Ruthless by Anne Stuart **. Georgian / Ancien Régime. First in the House of Rohan series. Rakehell hero, sexually abused heroine, bluestocking heroine, May-December.

The Forbidden Rose by Joanna Bourne **. French Revolution. Third in the Spymasters series – in which France is a recurring location - but chronologically the first. Secret identity, spies, suspense, sexually experienced heroine.

The Heart’s Wager by Gayle Wilson. Regency / Bourbon Restoration / The Hundred Days. Friends-to-lovers, physically scarred hero, heroine brought up in gambling den, spies.

King of the Castle by Victoria Holt **. Nineteenth century. Gothic. Heroine is an art restorer, château set amid vineyards, dead first wife, promiscuous hero.

Dance by Judy Cuevas (also known as Judith Ivory) **. Edwardian / Belle Époque. Independent heroine who produces and directs films; starchy, self-denying, head-of-the-family hero; heroine jilted hero’s brother. Their backstories are encountered in a connected book, Bliss. A third historical, Beast (as the title suggests, a Beauty and the Beast tale), takes place in France and on an ocean liner.

Don’t Tempt Me by Sylvia Day. Georgian / Ancien Régime. Fourth in the Georgian series. Erotic romance. Twin sisters, mistaken identity, spies, suspense, amnesia, rake hero.

Angélique, the Marquise of the Angels by Anne Golon **. 17th century. Not a standalone as the book finishes on a disconsolate cliffhanger and forms the first installment in an extended adventure romance series. Still, no list of historical romances set in France would be complete without this vintage classic. Long wildly popular in Europe, the Angélique series was known for its action-filled blend of intrigue, history, and lustiness, including pirates, slavery, and the court of the Sun King. In line with some earlier romances, expect a strongly heroine-centric storyline in which she (due to plot-spoiler circumstances) has more than one relationship yet recognises only one true love. If you enjoy Bertrice Small, Angélique may very well work for you. In addition, some of the books have been made into feature-length films, the first one twice (1960s and 2013).

A Midnight Dance by Lila DiPasqua **.17th century. Erotic romance. Loose retelling of Charles Perrault’s Cinderella, debt-ridden but resourceful heroine, childhood crush, privateer hero, acting troupe, deception, thievery, revenge.
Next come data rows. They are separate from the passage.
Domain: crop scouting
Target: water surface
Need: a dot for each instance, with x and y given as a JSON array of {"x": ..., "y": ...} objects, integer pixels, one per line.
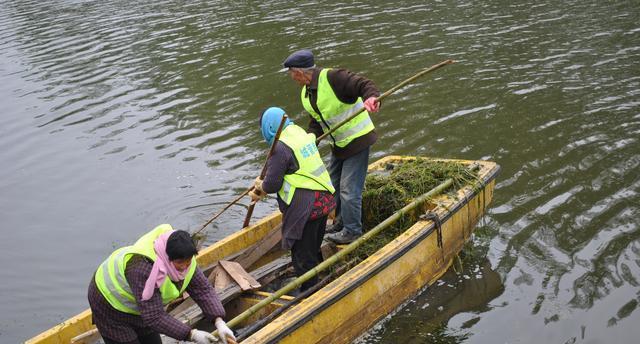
[{"x": 117, "y": 116}]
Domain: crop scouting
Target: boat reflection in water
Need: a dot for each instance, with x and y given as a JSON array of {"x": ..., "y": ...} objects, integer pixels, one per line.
[{"x": 425, "y": 318}]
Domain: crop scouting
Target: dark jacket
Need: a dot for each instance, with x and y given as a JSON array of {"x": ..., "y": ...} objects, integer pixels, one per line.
[
  {"x": 348, "y": 87},
  {"x": 297, "y": 213}
]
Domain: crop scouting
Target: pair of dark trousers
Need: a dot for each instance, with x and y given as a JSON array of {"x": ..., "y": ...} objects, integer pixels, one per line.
[
  {"x": 153, "y": 338},
  {"x": 348, "y": 177},
  {"x": 305, "y": 253}
]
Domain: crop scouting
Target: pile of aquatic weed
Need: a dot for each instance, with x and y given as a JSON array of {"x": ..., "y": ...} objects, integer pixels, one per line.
[{"x": 386, "y": 193}]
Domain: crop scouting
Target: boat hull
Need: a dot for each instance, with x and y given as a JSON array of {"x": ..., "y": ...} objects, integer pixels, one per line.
[
  {"x": 348, "y": 306},
  {"x": 344, "y": 309}
]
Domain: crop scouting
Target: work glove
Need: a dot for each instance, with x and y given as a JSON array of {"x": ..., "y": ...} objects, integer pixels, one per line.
[
  {"x": 372, "y": 104},
  {"x": 257, "y": 184},
  {"x": 256, "y": 195},
  {"x": 202, "y": 337},
  {"x": 223, "y": 330}
]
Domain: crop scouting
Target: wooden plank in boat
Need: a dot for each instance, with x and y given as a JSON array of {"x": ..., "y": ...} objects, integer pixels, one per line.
[{"x": 239, "y": 275}]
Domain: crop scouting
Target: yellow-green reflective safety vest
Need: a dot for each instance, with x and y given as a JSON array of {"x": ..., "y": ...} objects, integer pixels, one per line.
[
  {"x": 111, "y": 281},
  {"x": 312, "y": 174},
  {"x": 333, "y": 111}
]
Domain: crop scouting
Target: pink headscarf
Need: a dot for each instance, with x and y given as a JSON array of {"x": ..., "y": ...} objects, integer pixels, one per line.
[{"x": 161, "y": 267}]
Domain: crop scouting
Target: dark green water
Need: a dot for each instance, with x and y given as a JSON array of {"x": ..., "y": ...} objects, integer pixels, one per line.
[{"x": 117, "y": 116}]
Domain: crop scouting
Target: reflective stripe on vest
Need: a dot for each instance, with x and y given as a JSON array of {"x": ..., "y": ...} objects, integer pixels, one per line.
[
  {"x": 333, "y": 111},
  {"x": 112, "y": 283},
  {"x": 311, "y": 174}
]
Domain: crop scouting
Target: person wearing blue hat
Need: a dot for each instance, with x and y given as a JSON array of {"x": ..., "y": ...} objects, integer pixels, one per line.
[
  {"x": 330, "y": 96},
  {"x": 297, "y": 174}
]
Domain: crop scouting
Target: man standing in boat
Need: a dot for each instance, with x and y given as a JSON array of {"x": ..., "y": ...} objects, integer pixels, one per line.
[
  {"x": 305, "y": 193},
  {"x": 330, "y": 96},
  {"x": 130, "y": 288}
]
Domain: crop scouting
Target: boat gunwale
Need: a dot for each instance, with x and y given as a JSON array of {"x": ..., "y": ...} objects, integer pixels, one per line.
[{"x": 469, "y": 194}]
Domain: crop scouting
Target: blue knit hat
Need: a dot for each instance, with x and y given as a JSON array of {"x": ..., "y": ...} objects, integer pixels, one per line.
[{"x": 270, "y": 121}]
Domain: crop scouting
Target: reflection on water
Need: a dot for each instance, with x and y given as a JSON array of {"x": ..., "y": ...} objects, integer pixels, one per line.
[
  {"x": 458, "y": 297},
  {"x": 117, "y": 116}
]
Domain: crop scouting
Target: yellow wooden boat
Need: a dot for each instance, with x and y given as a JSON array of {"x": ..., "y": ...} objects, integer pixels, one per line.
[{"x": 353, "y": 302}]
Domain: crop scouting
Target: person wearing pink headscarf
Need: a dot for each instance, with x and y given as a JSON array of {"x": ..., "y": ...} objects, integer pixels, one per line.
[{"x": 130, "y": 289}]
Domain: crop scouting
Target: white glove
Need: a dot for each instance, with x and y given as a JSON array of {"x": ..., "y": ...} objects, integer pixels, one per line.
[
  {"x": 223, "y": 330},
  {"x": 202, "y": 337}
]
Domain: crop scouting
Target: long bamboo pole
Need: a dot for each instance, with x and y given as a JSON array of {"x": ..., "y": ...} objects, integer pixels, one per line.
[
  {"x": 340, "y": 255},
  {"x": 263, "y": 172},
  {"x": 386, "y": 94},
  {"x": 245, "y": 192}
]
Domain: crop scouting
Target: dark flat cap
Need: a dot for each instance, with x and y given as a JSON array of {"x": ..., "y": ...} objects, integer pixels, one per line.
[{"x": 299, "y": 59}]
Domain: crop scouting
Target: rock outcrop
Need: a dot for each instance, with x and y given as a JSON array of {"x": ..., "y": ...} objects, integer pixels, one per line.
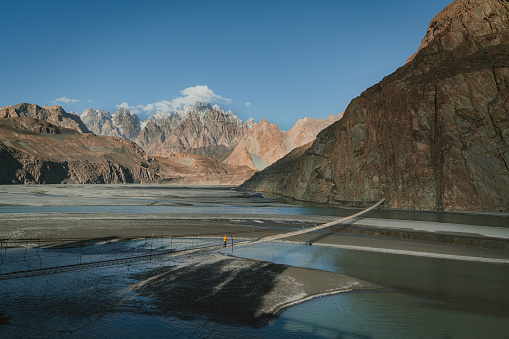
[
  {"x": 34, "y": 151},
  {"x": 196, "y": 169},
  {"x": 200, "y": 129},
  {"x": 53, "y": 114},
  {"x": 127, "y": 123},
  {"x": 261, "y": 147},
  {"x": 100, "y": 122},
  {"x": 305, "y": 130},
  {"x": 266, "y": 143},
  {"x": 434, "y": 135}
]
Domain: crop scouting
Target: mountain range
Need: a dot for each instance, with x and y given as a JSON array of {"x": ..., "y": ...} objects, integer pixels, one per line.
[
  {"x": 433, "y": 135},
  {"x": 48, "y": 145},
  {"x": 208, "y": 131}
]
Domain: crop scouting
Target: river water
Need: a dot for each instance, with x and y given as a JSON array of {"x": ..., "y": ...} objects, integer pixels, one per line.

The Protector by Madeline Hunter **. Medieval. Fifth in the Medieval series. Alpha heroine, warrior heroine, heroine prefers convent over marriage, alpha hero, honourable hero, sieges and battles, Black Death. I only recently discovered the story deals with Brittany, then an independent Duchy in the grip of succession struggles in which England and France aggressively meddled. Those familiar with my blog will probably not be surprised to learn that the Breton setting has made it shoot up to the top of my TBR. [ETA 11 Feb. 2017: Cannot disagree more with reviewers who’ve deemed the hero honourable. He’s an old school romance misogynist. The other major negative is the slut shaming and all other women being belittled unless they’re the heroine in another book by the author. Strong points include the fluid writing style, an interesting, smart, and capable heroine, and decent historical texture. Blood pressure warning re. said negatives. Hero: D (a few, small redeeming moments rescue him from an F). Heroine: A. Story: B.]

The Treasure Keeper by Shana Abé *. Georgian / Ancien Régime. Fourth in the Drakón series. Dragon shapeshifters, hero-in-pursuit, disabled hero, heroine betrothed to someone else, the-trouble-with-ghosts.

The Champion by Elizabeth Chadwick * (?). Medieval. Tournaments, separated lovers, miscarriage, court of King John. This is a romance that pulls toward romantic historical fiction (Chadwick later transitioned to biographical historical fiction).

Nine Coaches Waiting by Mary Stewart **. Since nearly seventy years have passed since its original publication, I’m now classifying this vintage Gothic romance, written and set in the 1950s, as a historical romance. Cinderella, governess, child-in-peril, hero who may or may not be a villain. Also set in France are Thunder on the Right, Stewart’s first effort and a very purple gothic (though published second), and Madam, Will You Talk, a taut, atmospheric romantic suspense in which the heroine’s superb driving ability plays a central role.

Maiden of Fire by Deborah Johns **. Medieval. Templars, Cathars, Inquisition, heroine with a secret mission, scribe heroine, hero belongs to enemy force, forbidden love.

The Prince of Midnight by Laura Kinsale *. Georgian / Ancien Régime. Friends-to-lovers, cross-dressing heroine, angry heroine, recluse hero, disabled hero, hero-in-pursuit, pet wolf, revenge. And yes, that’s Fabio on the original cover.

A Lady’s Secret by Jo Beverley *. Georgian / Ancien Régime. Malloren series but works as a standalone. Road trip, heroine in peril, kind and fun-loving hero, heroine born out of wedlock, famous but secret father, competent and adventurous heroine, scene stealing Papillon.

Surrender to a Stranger by Karyn Monk **. French Revolution. Rescue missions, commoner hero is spy, noblewoman heroine is betrothed to someone else, adventure, suspense, revenge. (Note that Goodreads and Amazon synopses are messed up, conflating two unrelated novels. For example, the hero’s name is Armand St. James, not Damien Powell.)

Rake Most Likely to Rebel by Bronwyn Scott **. Regency / July Monarchy. Fencing, secret identity, blackmail, cross-dressing heroine, heroine expert at her profession, duteous hero expected to marry someone else, hero not a rake despite book title.